Publicado na Alemanha em 1824, o livro das cobras faz parte de uma série de obras semelhantes do autor, como o livro dos macacos, o das aves, das tartarugas, dos sapos, dos lagartos etc. Laéssio diz ter “subtraído” o exemplar do Museu Paraense Emílio Goeldi, em Belém do Pará, por volta de 2006.

“Entrei como pesquisador e recebi a chave do setor de obras raras. Ninguém acompanhava naquela época, não havia câmeras nem sistema de segurança. Peguei mais de 30 livros nos três dias em que fui lá. Levava eles em mochilas ou, se eram muito grandes, amarrados no corpo com barbantes. Não tive ajuda de ninguém nesse caso.”

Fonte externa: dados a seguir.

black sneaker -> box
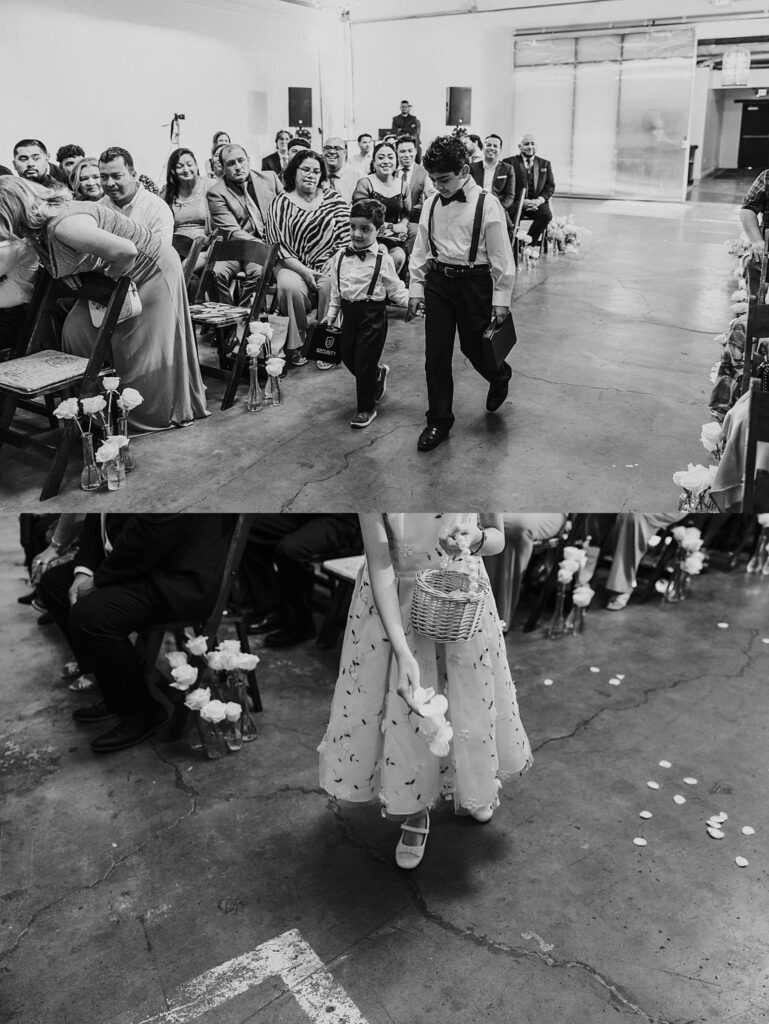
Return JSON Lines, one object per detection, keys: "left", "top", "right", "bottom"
{"left": 350, "top": 410, "right": 377, "bottom": 428}
{"left": 374, "top": 364, "right": 389, "bottom": 404}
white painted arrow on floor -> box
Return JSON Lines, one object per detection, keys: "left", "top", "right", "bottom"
{"left": 118, "top": 928, "right": 368, "bottom": 1024}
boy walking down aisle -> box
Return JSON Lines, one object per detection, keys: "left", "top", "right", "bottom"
{"left": 408, "top": 135, "right": 515, "bottom": 453}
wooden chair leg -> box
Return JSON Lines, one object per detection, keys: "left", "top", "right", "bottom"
{"left": 222, "top": 327, "right": 251, "bottom": 411}
{"left": 0, "top": 392, "right": 21, "bottom": 452}
{"left": 522, "top": 562, "right": 559, "bottom": 633}
{"left": 39, "top": 419, "right": 77, "bottom": 502}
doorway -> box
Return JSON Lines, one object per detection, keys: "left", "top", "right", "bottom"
{"left": 737, "top": 99, "right": 769, "bottom": 169}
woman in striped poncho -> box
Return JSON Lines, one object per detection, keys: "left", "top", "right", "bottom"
{"left": 265, "top": 148, "right": 350, "bottom": 363}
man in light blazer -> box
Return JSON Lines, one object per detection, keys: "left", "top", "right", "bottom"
{"left": 397, "top": 134, "right": 433, "bottom": 254}
{"left": 507, "top": 134, "right": 555, "bottom": 247}
{"left": 206, "top": 143, "right": 283, "bottom": 304}
{"left": 469, "top": 134, "right": 519, "bottom": 238}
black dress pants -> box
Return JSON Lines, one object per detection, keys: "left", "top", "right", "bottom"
{"left": 424, "top": 268, "right": 511, "bottom": 430}
{"left": 525, "top": 201, "right": 553, "bottom": 245}
{"left": 39, "top": 564, "right": 189, "bottom": 719}
{"left": 240, "top": 514, "right": 362, "bottom": 628}
{"left": 340, "top": 298, "right": 387, "bottom": 413}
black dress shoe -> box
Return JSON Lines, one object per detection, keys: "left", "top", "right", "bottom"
{"left": 73, "top": 701, "right": 117, "bottom": 724}
{"left": 17, "top": 591, "right": 36, "bottom": 605}
{"left": 486, "top": 379, "right": 509, "bottom": 412}
{"left": 247, "top": 611, "right": 282, "bottom": 636}
{"left": 264, "top": 626, "right": 317, "bottom": 648}
{"left": 90, "top": 708, "right": 168, "bottom": 754}
{"left": 417, "top": 425, "right": 450, "bottom": 452}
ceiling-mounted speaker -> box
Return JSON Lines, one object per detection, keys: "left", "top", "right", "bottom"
{"left": 288, "top": 87, "right": 313, "bottom": 127}
{"left": 446, "top": 87, "right": 472, "bottom": 126}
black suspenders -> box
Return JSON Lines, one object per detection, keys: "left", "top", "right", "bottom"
{"left": 337, "top": 251, "right": 384, "bottom": 300}
{"left": 426, "top": 190, "right": 487, "bottom": 266}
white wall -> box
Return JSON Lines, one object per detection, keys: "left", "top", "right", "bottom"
{"left": 2, "top": 0, "right": 346, "bottom": 183}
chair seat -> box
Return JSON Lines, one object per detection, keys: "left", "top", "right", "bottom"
{"left": 0, "top": 350, "right": 91, "bottom": 395}
{"left": 189, "top": 302, "right": 250, "bottom": 327}
{"left": 321, "top": 555, "right": 365, "bottom": 582}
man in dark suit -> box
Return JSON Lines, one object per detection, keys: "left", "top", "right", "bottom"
{"left": 261, "top": 130, "right": 292, "bottom": 177}
{"left": 469, "top": 134, "right": 519, "bottom": 238}
{"left": 391, "top": 100, "right": 422, "bottom": 161}
{"left": 206, "top": 144, "right": 283, "bottom": 304}
{"left": 397, "top": 134, "right": 433, "bottom": 254}
{"left": 38, "top": 514, "right": 233, "bottom": 754}
{"left": 507, "top": 134, "right": 555, "bottom": 248}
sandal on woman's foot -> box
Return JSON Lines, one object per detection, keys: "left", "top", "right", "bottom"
{"left": 68, "top": 674, "right": 97, "bottom": 693}
{"left": 395, "top": 809, "right": 430, "bottom": 870}
{"left": 61, "top": 661, "right": 81, "bottom": 680}
{"left": 606, "top": 592, "right": 631, "bottom": 611}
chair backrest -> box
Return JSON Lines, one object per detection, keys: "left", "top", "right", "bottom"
{"left": 742, "top": 378, "right": 769, "bottom": 510}
{"left": 742, "top": 236, "right": 769, "bottom": 393}
{"left": 172, "top": 233, "right": 207, "bottom": 289}
{"left": 199, "top": 513, "right": 256, "bottom": 641}
{"left": 511, "top": 188, "right": 526, "bottom": 236}
{"left": 194, "top": 233, "right": 279, "bottom": 322}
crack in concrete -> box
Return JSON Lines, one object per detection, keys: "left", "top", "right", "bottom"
{"left": 0, "top": 741, "right": 198, "bottom": 962}
{"left": 513, "top": 368, "right": 701, "bottom": 404}
{"left": 137, "top": 912, "right": 171, "bottom": 1011}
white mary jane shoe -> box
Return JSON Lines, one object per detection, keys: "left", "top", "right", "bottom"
{"left": 395, "top": 810, "right": 430, "bottom": 870}
{"left": 469, "top": 805, "right": 494, "bottom": 823}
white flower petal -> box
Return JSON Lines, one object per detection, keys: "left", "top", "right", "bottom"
{"left": 673, "top": 795, "right": 686, "bottom": 805}
{"left": 608, "top": 677, "right": 621, "bottom": 686}
{"left": 683, "top": 777, "right": 698, "bottom": 785}
{"left": 659, "top": 760, "right": 672, "bottom": 768}
{"left": 735, "top": 856, "right": 749, "bottom": 867}
{"left": 543, "top": 678, "right": 554, "bottom": 686}
{"left": 742, "top": 826, "right": 755, "bottom": 836}
{"left": 717, "top": 622, "right": 729, "bottom": 629}
{"left": 589, "top": 666, "right": 600, "bottom": 673}
{"left": 647, "top": 781, "right": 660, "bottom": 790}
{"left": 639, "top": 811, "right": 653, "bottom": 819}
{"left": 707, "top": 827, "right": 725, "bottom": 839}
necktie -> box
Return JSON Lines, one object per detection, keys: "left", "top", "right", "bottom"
{"left": 345, "top": 247, "right": 368, "bottom": 260}
{"left": 440, "top": 191, "right": 467, "bottom": 206}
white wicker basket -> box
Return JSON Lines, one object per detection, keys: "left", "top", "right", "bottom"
{"left": 411, "top": 567, "right": 489, "bottom": 643}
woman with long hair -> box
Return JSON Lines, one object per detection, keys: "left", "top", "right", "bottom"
{"left": 0, "top": 176, "right": 208, "bottom": 432}
{"left": 206, "top": 131, "right": 230, "bottom": 178}
{"left": 68, "top": 158, "right": 104, "bottom": 201}
{"left": 161, "top": 147, "right": 210, "bottom": 239}
{"left": 352, "top": 141, "right": 411, "bottom": 274}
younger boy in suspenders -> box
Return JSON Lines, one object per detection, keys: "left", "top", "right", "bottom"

O diretor do museu paraense, Nilson Gabas Jr., confirma o sumiço de 60 obras da instituição. “Foi constatado o roubo de conjunto de 40 enófilos e 20 livros da Coleção de Obras Raras do Museu Goeldi. Até o momento, cinco obras foram localizadas, sendo que duas já retornaram ao Museu Goeldi”, afirmou Gabas Jr.

Segundo Laéssio, quando foi preso em 2007, ele não informou a procedência das obras encontradas em sua casa. A polícia, então, encaminhou o “Livro das Cobras” à biblioteca Barbosa Rodrigues, localizada no Jardim Botânico do Rio de Janeiro. “De fato, a polícia nos encaminhou esse livro em 2007, mas constatamos que não era nosso e o devolvemos”, afirmou a chefe da biblioteca, Rosana Medeiros.

A intenção de Laéssio ao relatar esse antigo furto é peculiar. “Quero chamar a atenção para o meu livro e encontrar uma editora que o publique”, disse. A julgar pelo número de “subtrações” realizadas, essa história ainda está longe de acabar.